The “salt wedge pump”: convection-driven pore-water exchange as a source of dissolved organic and inorganic carbon and nitrogen to an estuary
Santos, IR, Cook, PLM, Rogers, L, de Weys, J & Eyre, BD 2012, 'The “salt wedge pump”: convection-driven pore-water exchange as a source of dissolved organic and inorganic carbon and nitrogen to an estuary', Limnology and Oceanography, vol. 57, no. 5, pp. 1415-1426.

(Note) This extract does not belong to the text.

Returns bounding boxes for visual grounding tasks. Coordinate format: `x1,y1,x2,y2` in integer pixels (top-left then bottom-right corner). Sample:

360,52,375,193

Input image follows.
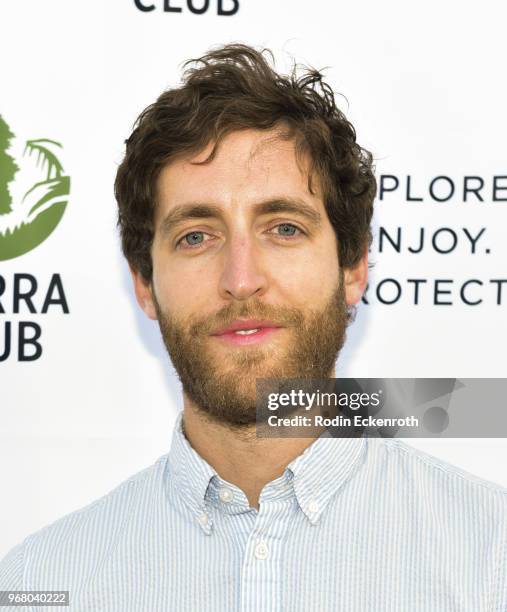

Hypoxia and anoxia in coastal waters have typically been explained by the respiration of sinking organic matter associated with nutrient over-enrichment and phytoplankton blooms. Here, we assess whether submarine groundwater discharge and seawater recirculation in sediments can explain widespread chemical anomalies, including low dissolved oxygen, in salt wedge estuaries. We rely on high-resolution radon (a natural groundwater and pore-water tracer), and dissolved carbon concentrations and stable isotope observations in the Yarra River estuary in Melbourne, Australia. Radon was highly enriched within the salt wedge, demonstrating enhanced pore-water exchange at this area. We use the term “salt wedge pump” to describe convection-driven advective pore-water exchange at the sediment–water interface during the upstream propagation of the salt wedge. Radon-derived convection-driven pore-water exchange rates within the salt wedge were estimated at 2.8 cm d−1, a value equivalent to 2.4% of the total river freshwater runoff to the estuary. Pore-water exchange led to pulsed dissolved inorganic carbon (DIC) and ammonium fluxes ∼ 10-fold higher than measured diffusive fluxes. In contrast, diffusive sediment oxygen uptake was 5-fold higher than oxygen uptake related to advective pore-water exchange. Estimated fluxes, associated with the nonconservative DIC, δ13C-DIC, and ammonium behavior within the estuary support convective pore-water exchange as a major source of DIC and ammonium to the estuary, but not of dissolved organic carbon, nitrate, dissolved organic nitrogen, and anoxia. Accounting for seawater recirculation in sediments may help reconcile unbalanced carbon and nitrogen budgets in several coastal systems.